Sentence had been pronounced by Pilate – Pilate gave him to the soldiers. At that particular moment Jesus had no identity other than being a base criminal. His male disciples had all left him. His female disciples were there – but, in that society at that time, they had zero relevance.
In the two earlier Court hearings – the Jewish Sanhedrin and the Roman Bema – no one had even attempted to say he was the Son of God, let alone testify as to the wisdom of his teaching, his great compassion for the poor, and his miracles on behalf of the suffering and the needy.
Mathew describes Pilate by using the Greek word hegemon translated “governor”. We get our English word “hegemony” from it. Do those individuals with hegemony in our world get their hands dirty?
The hegemon there in AD 30 gave Jesus to part of his army to be dealt with. A cohort of 600 brutalised soldiers. They took him inside their HQ – where they had hegemony. This was a kind of Guantanamo Bay black site.
What the soldiers did there is recorded by Matthew – but, I suspect, only in part. He wrote: They took off his clothes and put a purple robe on him. Then they twisted thorns together to make a crown. They placed it on his head. They put a reed in his right hand. Then they fell on their knees in front of him and made fun of him. “We honour you, king of the Jews!” they said. They spit on him. They hit him on the head with the reed again and again. After they had made fun of him, they took off the robe. They put his own clothes back on him.
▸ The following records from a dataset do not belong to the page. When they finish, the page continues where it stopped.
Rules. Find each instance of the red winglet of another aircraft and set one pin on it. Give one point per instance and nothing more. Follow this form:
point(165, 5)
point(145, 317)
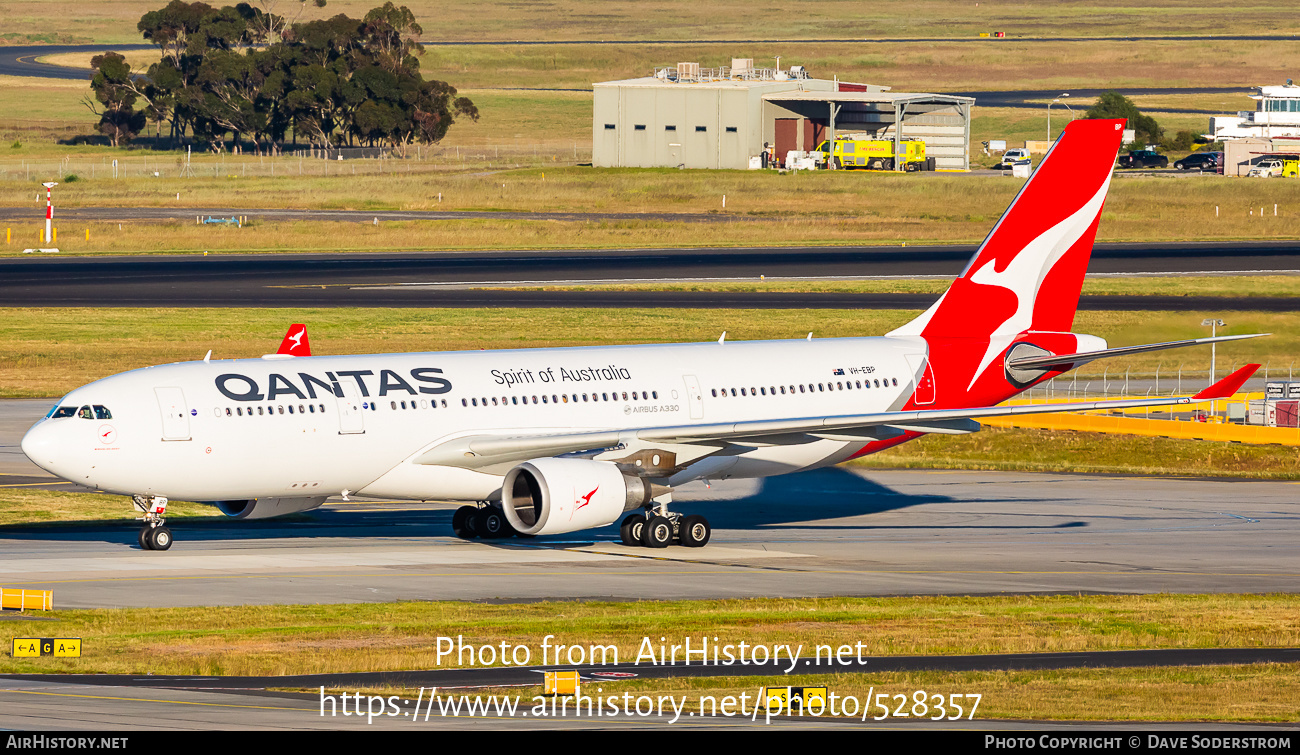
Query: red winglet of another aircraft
point(295, 341)
point(1226, 387)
Then they led him away to nail him to a cross. (NIV Readers Edition)
How often do you find that a cartoonist has actually revealed the hidden truth behind the news? Unwittingly the soldiers were cartoonists. • A naked man, but with a blood-coloured robe. • A throne-less man, but with a crown of tangled thorns. • A powerless man, but with a grass reed as sceptre. • A ridiculed man, but repeated words, “Rejoice – you are the King of the Jews.”